Face à la flambée des cours mondiaux, le gouvernement de Patrice Talon refuse de laisser les agriculteurs sur la touche. En reconduisant massivement les subventions sur les engrais lors du Conseil des ministres du 13 mai 2026, l’État béninois fait le choix de la stabilité sociale et de la souveraineté alimentaire, au prix d’un effort financier colossal.
Un bouclier financier contre l’inflation mondiale
Le verdict est tombé ce mercredi 13 mai : le Bénin maintient son cap protectionniste en faveur du monde rural. Alors que les marchés internationaux des fertilisants restent sous haute tension, l’exécutif béninois a décidé de sortir l’artillerie lourde. Une enveloppe de 31,8 milliards de FCFA a été débloquée pour la campagne 2026-2027. L’objectif est limpide : absorber le choc de la hausse des coûts de production pour que celle-ci ne retombe pas sur les épaules des paysans.
En gelant les tarifs des intrants, le gouvernement ne se contente pas d’une mesure technique, il érige un véritable rempart contre l’insécurité alimentaire. Dans un contexte global instable, permettre aux producteurs de cultiver à moindre coût paraît une garantie pour maintenir des prix abordables sur les étals des marchés locaux.
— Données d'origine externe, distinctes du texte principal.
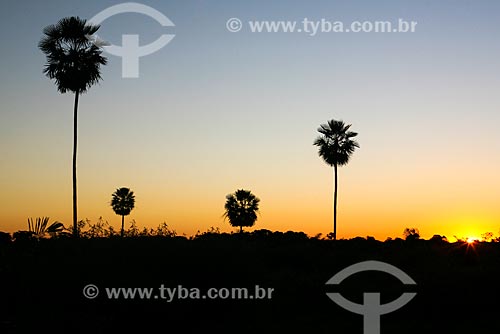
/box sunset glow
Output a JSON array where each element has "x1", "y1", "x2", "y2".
[{"x1": 0, "y1": 1, "x2": 500, "y2": 241}]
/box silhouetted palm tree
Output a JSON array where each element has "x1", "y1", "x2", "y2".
[
  {"x1": 38, "y1": 17, "x2": 107, "y2": 237},
  {"x1": 224, "y1": 189, "x2": 260, "y2": 233},
  {"x1": 111, "y1": 188, "x2": 135, "y2": 237},
  {"x1": 314, "y1": 119, "x2": 359, "y2": 240}
]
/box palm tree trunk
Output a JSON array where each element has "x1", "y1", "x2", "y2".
[
  {"x1": 73, "y1": 90, "x2": 80, "y2": 238},
  {"x1": 333, "y1": 164, "x2": 338, "y2": 240},
  {"x1": 121, "y1": 215, "x2": 125, "y2": 237}
]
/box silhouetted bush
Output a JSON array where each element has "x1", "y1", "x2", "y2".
[{"x1": 0, "y1": 232, "x2": 12, "y2": 245}]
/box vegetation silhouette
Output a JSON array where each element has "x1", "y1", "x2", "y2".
[
  {"x1": 223, "y1": 189, "x2": 260, "y2": 233},
  {"x1": 38, "y1": 16, "x2": 107, "y2": 237},
  {"x1": 314, "y1": 119, "x2": 359, "y2": 240},
  {"x1": 28, "y1": 217, "x2": 65, "y2": 237},
  {"x1": 111, "y1": 187, "x2": 135, "y2": 237}
]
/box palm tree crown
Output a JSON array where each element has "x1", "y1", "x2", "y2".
[
  {"x1": 111, "y1": 188, "x2": 135, "y2": 216},
  {"x1": 224, "y1": 189, "x2": 260, "y2": 232},
  {"x1": 314, "y1": 119, "x2": 359, "y2": 166},
  {"x1": 38, "y1": 17, "x2": 107, "y2": 93},
  {"x1": 38, "y1": 17, "x2": 107, "y2": 237}
]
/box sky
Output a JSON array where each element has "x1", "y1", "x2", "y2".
[{"x1": 0, "y1": 0, "x2": 500, "y2": 240}]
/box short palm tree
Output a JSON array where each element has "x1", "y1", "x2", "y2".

Des prix «gelés» pour doper la productivité
Sur le terrain, cette décision se traduit par un décalage massif entre le coût réel du marché et le prix payé par l’agriculteur à la caisse. Le gouvernement a choisi la continuité absolue, alignant les tarifs de cette nouvelle saison sur ceux de la précédente. Ainsi, concernant le coton, moteur de l’économie, le sac de 50 kg reste fixé à 17 000 FCFA, là où le marché mondial l’aurait propulsé à 23 500 FCFA. Une économie de 6 500 FCFA par sac qui soulage directement les trésoreries des groupements villageois. Pour les cultures vivrières sous perfusion, le NPK, indispensable au maïs et aux autres céréales, demeure à 17 000 FCFA (au lieu de 24 250 FCFA). Quant à l’Urée, elle stagne à 15 000 FCFA, malgré un prix de revient qui frôle les 20 000 FCFA.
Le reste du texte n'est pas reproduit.